Lunch program offers socialization for students with special needs
Rancho San Justo students in Paulette Cobb’s special day history and language arts classes expanded their social networks this semester.
After implementing the “Circle of Friends” program at San Benito High School two years ago, the San Benito County Office of Education offered training on the program to teachers and administrators from other schools in the district. The program has now been brought to Hollister School District middle schools as well as some rural schools such as Spring Grove School.
“We had three trainings and set all the goals,” Cobb said. “They asked us to have at least six lunches.”
Cobb started her program in the second semester of the school year, selecting five kids with special needs for whom to build circles. She recruited more than 20 students to serve as their peers.
“Plus, I had some from the mild to moderate program who stepped up and wanted to be a peer,” Cobb said. “It is easier to work with some of the kids when they are in the same class.”
Casandra Guerrero, a speech and language specialist at San Benito High School, launched the club in May 2010 with a pilot program. Since then, the county Office of Education invited founder and Circle of Friends Executive Director Barbara Palilis to Hollister from Southern California, where she started the club in 1999, to talk about the evolution of the program in December.
The focus of the meeting was to increase awareness of the program so that it could be implemented at more schools in the county.

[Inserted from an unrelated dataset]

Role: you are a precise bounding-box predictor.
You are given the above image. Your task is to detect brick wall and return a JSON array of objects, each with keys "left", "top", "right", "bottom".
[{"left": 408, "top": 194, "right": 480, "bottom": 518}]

The San Benito High School club pairs general education students with those who have a developmental disorder that makes social interaction a struggle, such as those with an autism spectrum disorder. The students enjoy lunch together, exchange phone numbers and set up activities outside of school.
Cobb knew a little bit about the program before her training because her daughter, a San Benito High School student, was in Circle of Friends this year.
At the middle school level, Cobb asked her students to commit to lunch once a week on Wednesdays. All the students meet together for lunch in a room on campus.
“They have to be committed or it won’t work,” she said.
Next year the students will do one extra activity a month. The kids took a trip to Premiere Cinemas to see a movie after school. Cobb said the theater donated popcorn and candy for snacks. For the last meeting of the school year on May 25, the students had a pizza party and potluck lunch.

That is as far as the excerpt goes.